“Doyen”. Le mot est à la mode. Ce que “Doyen” signifie dans le langage courant au Bénin recouvre-t-il exactement ce qu’il désigne dans le parler français de France ?

 

Le dictionnaire nous propose les définitions ci-après :

  • Titre de dignité ecclésiastique.
  • Personne qui possède la première dignité dans les facultés d’une université.
  • Personne qui est le plus ancien des membres d’un corps, par ordre de réception.
  • Personne la plus âgée, dans le sens de doyen d’âge d’une assemblée par exemple.

Au Bénin, est honoré d’un sonore “Doyen” tout individu qui, à partir de quelques indices physiques, rides par-ci, cheveux grisonnants par-là, est estimé être d’un âge certain. Il est assimilé à la confrérie des personnes du troisième âge. Ce qui établit une relation de causalité entre le mot “Doyen” et l’âge de la personne concernée.

Dans nos cultures, c’est l’expression du respect dû à l’aîné. En pays fon, interdiction formelle aux plus jeunes d’appeler leurs aînés par leur nom. On dit “Fofo” pour le grand frère, “Dada” pour la grande sœur. Les Yoruba sont attachés à la notion de “Adayé bâ”. Au regard de quoi, qui a respiré l’air du monde une seconde avant un autre bénéficie de l’antériorité, de la priorité de naissance. C’est le droit d’aînesse. Comme si le fait de nature s’imposait d’autorité au fait de culture.

Mais le “Doyen” connu et reconnu tel se doit de tenir son rang. Il doit mériter le respect qui lui est dû. Les Fon diront, à cet égard, “Yé non si mê ho”. L’aîné qui déchoit de l’éminente position qui lui est concédée vide son titre de tout contenu. Les Yoruba vouent à celui-ci un mépris souverain “Agbalagba tin ché lagba lagba”. On lui préfèrera, chez les Fon, son cadet au motif que “Vié sé ho, wê gni mê ho”. Car, pour la tradition, l’aîné, le vrai, c’est l’enfant qui est à l’écoute des anciens, qui bénéficie de leur confiance. Du reste, dans le Royaume du Danhomê, le prince présomptif, celui-là qui, du vivant du roi, a vocation à lui succéder, est appelé, quelque soit son âge, “Vi daho”, l’aîné.

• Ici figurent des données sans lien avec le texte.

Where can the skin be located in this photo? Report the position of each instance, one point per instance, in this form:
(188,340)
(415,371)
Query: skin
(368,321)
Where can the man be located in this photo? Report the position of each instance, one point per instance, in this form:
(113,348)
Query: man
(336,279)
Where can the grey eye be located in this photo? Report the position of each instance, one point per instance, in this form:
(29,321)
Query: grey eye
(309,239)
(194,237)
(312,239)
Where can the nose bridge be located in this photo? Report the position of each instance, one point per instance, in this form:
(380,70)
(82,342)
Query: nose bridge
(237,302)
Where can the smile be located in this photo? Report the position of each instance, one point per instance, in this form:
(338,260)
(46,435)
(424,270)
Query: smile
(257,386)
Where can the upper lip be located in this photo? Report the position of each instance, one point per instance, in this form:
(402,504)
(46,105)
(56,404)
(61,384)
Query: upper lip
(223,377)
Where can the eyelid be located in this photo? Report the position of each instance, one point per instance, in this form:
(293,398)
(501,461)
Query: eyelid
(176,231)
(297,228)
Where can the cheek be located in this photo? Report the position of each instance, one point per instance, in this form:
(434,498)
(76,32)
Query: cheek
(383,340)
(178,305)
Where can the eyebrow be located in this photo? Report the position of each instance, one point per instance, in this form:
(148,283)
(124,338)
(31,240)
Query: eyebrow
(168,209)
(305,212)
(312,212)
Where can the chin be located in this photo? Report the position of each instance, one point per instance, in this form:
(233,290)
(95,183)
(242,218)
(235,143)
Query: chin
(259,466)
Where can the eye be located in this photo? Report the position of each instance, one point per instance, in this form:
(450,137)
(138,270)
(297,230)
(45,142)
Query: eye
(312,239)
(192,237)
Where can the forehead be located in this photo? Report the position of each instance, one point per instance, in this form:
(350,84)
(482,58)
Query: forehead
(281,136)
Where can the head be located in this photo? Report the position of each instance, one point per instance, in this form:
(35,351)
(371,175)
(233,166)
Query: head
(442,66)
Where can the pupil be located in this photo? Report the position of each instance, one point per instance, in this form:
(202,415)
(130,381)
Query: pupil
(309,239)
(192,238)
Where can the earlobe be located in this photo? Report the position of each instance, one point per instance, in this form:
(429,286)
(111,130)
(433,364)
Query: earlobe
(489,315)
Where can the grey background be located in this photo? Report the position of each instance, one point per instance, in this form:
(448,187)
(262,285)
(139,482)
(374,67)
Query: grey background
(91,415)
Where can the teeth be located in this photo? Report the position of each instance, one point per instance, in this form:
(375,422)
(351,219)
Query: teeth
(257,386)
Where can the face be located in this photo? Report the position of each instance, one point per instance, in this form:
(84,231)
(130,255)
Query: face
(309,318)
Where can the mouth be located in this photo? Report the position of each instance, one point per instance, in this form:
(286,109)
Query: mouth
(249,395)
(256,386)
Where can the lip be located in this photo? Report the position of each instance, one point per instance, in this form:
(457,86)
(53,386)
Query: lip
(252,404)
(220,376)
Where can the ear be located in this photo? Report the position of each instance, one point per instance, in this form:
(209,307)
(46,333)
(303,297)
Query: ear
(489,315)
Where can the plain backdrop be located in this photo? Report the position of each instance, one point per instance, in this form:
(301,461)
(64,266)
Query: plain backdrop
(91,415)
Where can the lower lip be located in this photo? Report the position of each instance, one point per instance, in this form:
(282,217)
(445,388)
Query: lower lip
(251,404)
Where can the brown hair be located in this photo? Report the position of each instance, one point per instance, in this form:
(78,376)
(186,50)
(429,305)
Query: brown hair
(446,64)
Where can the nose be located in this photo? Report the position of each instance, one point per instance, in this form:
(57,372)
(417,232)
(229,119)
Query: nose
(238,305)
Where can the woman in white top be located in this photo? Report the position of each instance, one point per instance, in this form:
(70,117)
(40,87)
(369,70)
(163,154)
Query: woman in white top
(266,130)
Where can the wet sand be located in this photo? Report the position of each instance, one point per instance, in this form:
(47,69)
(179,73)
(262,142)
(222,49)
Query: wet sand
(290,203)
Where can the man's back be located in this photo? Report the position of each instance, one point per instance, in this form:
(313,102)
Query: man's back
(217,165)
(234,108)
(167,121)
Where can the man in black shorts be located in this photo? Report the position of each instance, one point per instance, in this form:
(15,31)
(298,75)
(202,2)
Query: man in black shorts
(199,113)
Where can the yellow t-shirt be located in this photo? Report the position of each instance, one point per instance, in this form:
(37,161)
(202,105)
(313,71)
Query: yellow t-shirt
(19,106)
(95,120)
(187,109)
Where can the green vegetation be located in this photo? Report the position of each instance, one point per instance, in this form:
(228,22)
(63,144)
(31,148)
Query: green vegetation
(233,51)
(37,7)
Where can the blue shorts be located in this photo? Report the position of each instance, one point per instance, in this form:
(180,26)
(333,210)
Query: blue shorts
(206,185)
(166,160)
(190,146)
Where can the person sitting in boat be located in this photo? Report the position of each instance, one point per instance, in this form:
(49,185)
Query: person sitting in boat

Ainsi, dans la vision de nos traditions, on mérite d’être reconnu “Doyen”, on mérite d’autant de rester “Doyen”. Le “Doyen” voleur, le “Doyen” soulard fait la honte de sa communauté. Le “Doyen” voyou marche à côté de sa mission sociale. Il n’est pas un exemple pour les plus jeunes.

La plupart des sociétés africaines étaient structurées en classes d’âges. Les personnes qui sont devant ont la charge d’ouvrir aux plus jeunes les sillons de l’avenir. C’est de cette manière que la chaîne des générations traverse harmonieusement le temps, grâce à une transmission correcte de témoin. Ce qui fait de l’aîné, du “Doyen”, de tout “doyen”, un éducateur. Mais, force est de constater que nos sociétés sont investies depuis peu par des valeurs exogènes, des valeurs venues d’ailleurs. Celles-ci malmènent l’ordre ancien. Celles-ci mettent tout sens dessus dessous. Celles-ci induisent des comportements nouveaux à faire frémir les mânes de nos ancêtres. L’école formelle des temps nouveaux a effacé les sentiers qui conduisent au bois sacré. Plutôt le cursus scolaire et universitaire qui consacre agrégé ou docteur que l’initiation traditionnelle qui vous abandonne analphabète sur le bas côté de la route de la vie.

Comme on le voit, les vrais “Doyens” ne sont plus qui l’on croit. La démocratie pluraliste, égalitaire et égalitariste, labellisé “un homme, une voix”, a tout nivelé, mettant tout le monde sur un pied d’égalité. “Doyens” attitrés et “Doyens” parvenus sont égaux en droits et en devoirs. Le droit d’aînesse, bousculé en son principe de base, se confine dans les cercles étroits des familles ou des collectivités. Il est interdit d’espace public et d’expression publique.

Enfin, l’argent-roi a chamboulé toutes les hiérarchies. Il consacre, chaque jour, selon de nouveaux critères, de nouveaux “Doyens”. Par delà l’âge, c’est l’épaisseur, le poids du porte-monnaie qui compte et qui tranche. Ne parlons pas de jeunes plaisantins qui, sans respect pour des aînés, lancent dans la rue à celui-ci aurait pu être leur père ou grand-père : “Papa yi Gbo djê !” Casse-toi, papa, dégage. Va te reposer”. Quelle impolitesse. Pardonne-leur, Seigneur, car ils ne savent pas ce qu’ils font!